Film length: 10 minutes

In this film Garden Museum Head Gardener Matt Collins and Sarah Cook, former Head Gardener at Sissinghurst, enjoy a stroll around Cedric’s garden at Benton End, Suffolk. In it they discuss history of the garden, the plants he bred there (particularly Benton irises), his influence over 20th century gardening, and what the future holds for the garden at Benton End. They also visit Sarah’s own garden nearby in Hadleigh, where she holds the National Collection of Cedric Morris Irises.

In 1940, Cedric Morris and his partner the artist Arthur Lett Haines bought a 16th century manor house outside Hadleigh in Suffolk called Benton End. There they established the East Anglian School of Painting and Drawing – a sanctuary for a diverse range of influential artists, writers, musicians, and botanists of the 20th century. Morris made a garden as influential in its day as Sissinghurst for the irises he bred there; it became one of the first modern gardens of naturalistic design, developed as it was for the study of the unusual plants Morris chose with his keen artist’s eye.

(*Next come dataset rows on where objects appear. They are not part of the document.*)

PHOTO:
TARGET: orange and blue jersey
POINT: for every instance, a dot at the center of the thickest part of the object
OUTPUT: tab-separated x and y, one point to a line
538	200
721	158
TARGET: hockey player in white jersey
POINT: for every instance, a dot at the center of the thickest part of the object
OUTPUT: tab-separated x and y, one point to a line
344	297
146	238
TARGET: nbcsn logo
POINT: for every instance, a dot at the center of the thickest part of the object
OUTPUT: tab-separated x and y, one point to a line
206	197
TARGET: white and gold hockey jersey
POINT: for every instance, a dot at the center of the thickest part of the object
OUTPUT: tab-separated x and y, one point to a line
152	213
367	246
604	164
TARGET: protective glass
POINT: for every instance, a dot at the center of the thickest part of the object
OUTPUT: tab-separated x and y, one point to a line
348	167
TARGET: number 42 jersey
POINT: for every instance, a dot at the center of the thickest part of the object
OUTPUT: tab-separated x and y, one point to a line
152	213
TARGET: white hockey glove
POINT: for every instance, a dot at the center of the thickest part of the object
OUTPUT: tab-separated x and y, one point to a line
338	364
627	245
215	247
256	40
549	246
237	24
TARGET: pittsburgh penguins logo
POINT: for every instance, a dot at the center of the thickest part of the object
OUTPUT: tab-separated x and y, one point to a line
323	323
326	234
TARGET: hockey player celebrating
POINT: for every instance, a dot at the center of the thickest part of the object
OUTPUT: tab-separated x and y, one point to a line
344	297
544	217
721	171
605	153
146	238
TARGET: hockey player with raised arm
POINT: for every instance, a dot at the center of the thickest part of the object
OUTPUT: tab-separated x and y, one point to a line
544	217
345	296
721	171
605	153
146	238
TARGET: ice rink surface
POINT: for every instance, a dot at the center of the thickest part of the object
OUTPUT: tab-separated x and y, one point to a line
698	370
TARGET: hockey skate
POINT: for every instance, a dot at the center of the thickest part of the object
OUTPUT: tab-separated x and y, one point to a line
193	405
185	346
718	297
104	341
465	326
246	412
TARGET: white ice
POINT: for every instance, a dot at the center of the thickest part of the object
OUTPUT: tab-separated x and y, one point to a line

The Garden Museum and the Pinchbeck Charitable Trust will revive and restore the former Suffolk house and garden of artist-gardener Sir Cedric Morris (1889 – 1982) as a new centre of gardening, art, and creativity. The Pinchbeck Charitable Trust acquired Benton End and has now transferred ownership of the house, a private home since Morris’ death in 1982, to the Garden Museum.